Trifonov’s Deutsche Grammophon discography includes the Grammy-nominated live recording of his Carnegie Hall recital debut; Chopin Evocations; Silver Age, for which he received Opus Klassik’s Instrumentalist of the Year/Piano Award; the Grammy-nominated double album Bach: The Art of Life; and three volumes of Rachmaninoff works with the Philadelphia Orchestra and Yannick Nézet-Séguin, of which two received Grammy nominations and the third won BBC Music’s 2019 Concerto Recording of the Year.
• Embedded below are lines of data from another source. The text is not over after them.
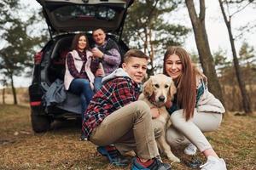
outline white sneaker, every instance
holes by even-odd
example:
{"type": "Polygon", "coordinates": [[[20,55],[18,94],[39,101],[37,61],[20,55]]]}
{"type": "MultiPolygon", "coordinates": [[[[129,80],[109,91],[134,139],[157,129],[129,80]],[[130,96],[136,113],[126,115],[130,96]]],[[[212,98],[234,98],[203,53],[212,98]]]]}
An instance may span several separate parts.
{"type": "Polygon", "coordinates": [[[196,154],[197,148],[193,144],[189,144],[184,150],[184,153],[188,156],[195,156],[196,154]]]}
{"type": "Polygon", "coordinates": [[[200,166],[201,170],[227,170],[224,159],[209,156],[207,163],[200,166]]]}

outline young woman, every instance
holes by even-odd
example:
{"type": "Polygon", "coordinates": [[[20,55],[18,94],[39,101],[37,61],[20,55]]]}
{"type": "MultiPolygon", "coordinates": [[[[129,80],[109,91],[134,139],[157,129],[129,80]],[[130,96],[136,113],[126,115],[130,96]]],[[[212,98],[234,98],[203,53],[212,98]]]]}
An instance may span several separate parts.
{"type": "Polygon", "coordinates": [[[169,47],[164,57],[164,74],[176,83],[177,94],[166,105],[172,125],[166,131],[168,143],[189,144],[184,152],[195,155],[198,148],[207,158],[203,170],[226,170],[202,133],[215,131],[225,111],[221,102],[207,89],[207,77],[192,64],[189,54],[181,47],[169,47]]]}
{"type": "Polygon", "coordinates": [[[94,74],[99,65],[98,60],[93,60],[89,47],[88,39],[84,34],[75,35],[72,42],[73,50],[67,54],[66,59],[65,88],[80,96],[82,120],[94,94],[94,74]]]}

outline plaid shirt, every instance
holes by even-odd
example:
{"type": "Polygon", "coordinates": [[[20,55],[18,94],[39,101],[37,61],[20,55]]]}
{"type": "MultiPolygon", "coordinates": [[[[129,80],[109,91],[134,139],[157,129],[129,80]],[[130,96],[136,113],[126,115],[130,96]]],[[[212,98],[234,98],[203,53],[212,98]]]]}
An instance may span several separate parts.
{"type": "MultiPolygon", "coordinates": [[[[83,61],[82,69],[81,69],[81,71],[78,71],[78,69],[76,68],[76,66],[74,65],[75,60],[73,60],[72,54],[70,53],[68,53],[67,56],[67,67],[68,67],[69,72],[74,78],[88,79],[87,74],[84,70],[85,63],[87,61],[86,53],[80,52],[78,50],[77,50],[77,52],[80,57],[80,60],[79,60],[79,59],[76,59],[76,60],[83,61]]],[[[98,68],[98,65],[99,65],[99,61],[92,60],[91,63],[90,63],[90,71],[93,73],[95,73],[98,68]]]]}
{"type": "Polygon", "coordinates": [[[88,138],[106,116],[137,100],[140,91],[140,84],[128,76],[119,76],[107,82],[94,95],[84,114],[82,130],[85,137],[88,138]]]}

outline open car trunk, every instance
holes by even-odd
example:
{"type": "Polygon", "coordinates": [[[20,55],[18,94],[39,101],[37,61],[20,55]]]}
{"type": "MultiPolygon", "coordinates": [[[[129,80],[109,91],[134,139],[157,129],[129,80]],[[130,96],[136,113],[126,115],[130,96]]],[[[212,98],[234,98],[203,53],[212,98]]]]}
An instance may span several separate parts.
{"type": "Polygon", "coordinates": [[[120,34],[133,0],[37,0],[43,7],[50,35],[102,28],[120,34]]]}

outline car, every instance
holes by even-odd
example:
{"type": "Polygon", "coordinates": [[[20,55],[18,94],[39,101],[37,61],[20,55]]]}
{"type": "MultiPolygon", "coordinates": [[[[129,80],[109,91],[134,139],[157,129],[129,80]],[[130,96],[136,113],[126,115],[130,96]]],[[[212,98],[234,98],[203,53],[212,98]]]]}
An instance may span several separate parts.
{"type": "MultiPolygon", "coordinates": [[[[103,29],[115,41],[121,56],[129,49],[121,40],[128,8],[133,0],[37,0],[43,8],[50,38],[34,55],[29,86],[31,121],[34,132],[46,132],[55,120],[81,117],[79,97],[66,92],[63,102],[49,101],[45,94],[56,82],[63,82],[65,60],[73,36],[86,33],[92,42],[92,31],[103,29]]],[[[63,88],[56,83],[55,88],[63,88]]]]}

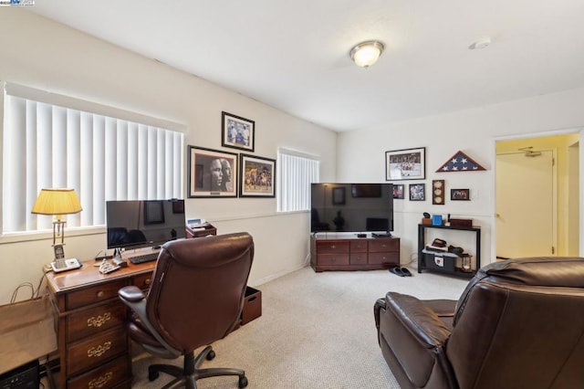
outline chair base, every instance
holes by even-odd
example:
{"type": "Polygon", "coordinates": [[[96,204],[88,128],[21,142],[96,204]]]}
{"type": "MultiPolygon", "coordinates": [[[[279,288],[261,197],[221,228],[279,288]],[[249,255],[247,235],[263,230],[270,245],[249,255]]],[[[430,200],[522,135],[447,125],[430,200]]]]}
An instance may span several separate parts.
{"type": "Polygon", "coordinates": [[[215,352],[211,346],[207,346],[194,358],[194,352],[191,352],[184,355],[183,367],[181,369],[178,366],[170,364],[151,364],[148,366],[148,379],[154,381],[160,375],[160,372],[176,377],[162,389],[173,389],[185,387],[187,389],[196,389],[197,380],[201,378],[216,377],[220,375],[237,375],[239,377],[238,386],[245,388],[247,386],[247,378],[245,377],[245,372],[241,369],[232,368],[213,368],[213,369],[199,369],[198,367],[203,363],[203,359],[211,361],[215,357],[215,352]]]}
Named Gramophone’s 2016 Artist of the Year and Musical America’s 2019 Artist of the Year, Trifonov was made a Chevalier de l’Ordre des Arts et des Lettres by the French government in 2021.
During the 2010–11 season, Trifonov won medals at three of the music world’s most prestigious competitions: third prize in Warsaw’s Chopin Competition, first prize in Tel Aviv’s Rubinstein Competition, and both first prize and grand prix in Moscow’s Tchaikovsky Competition.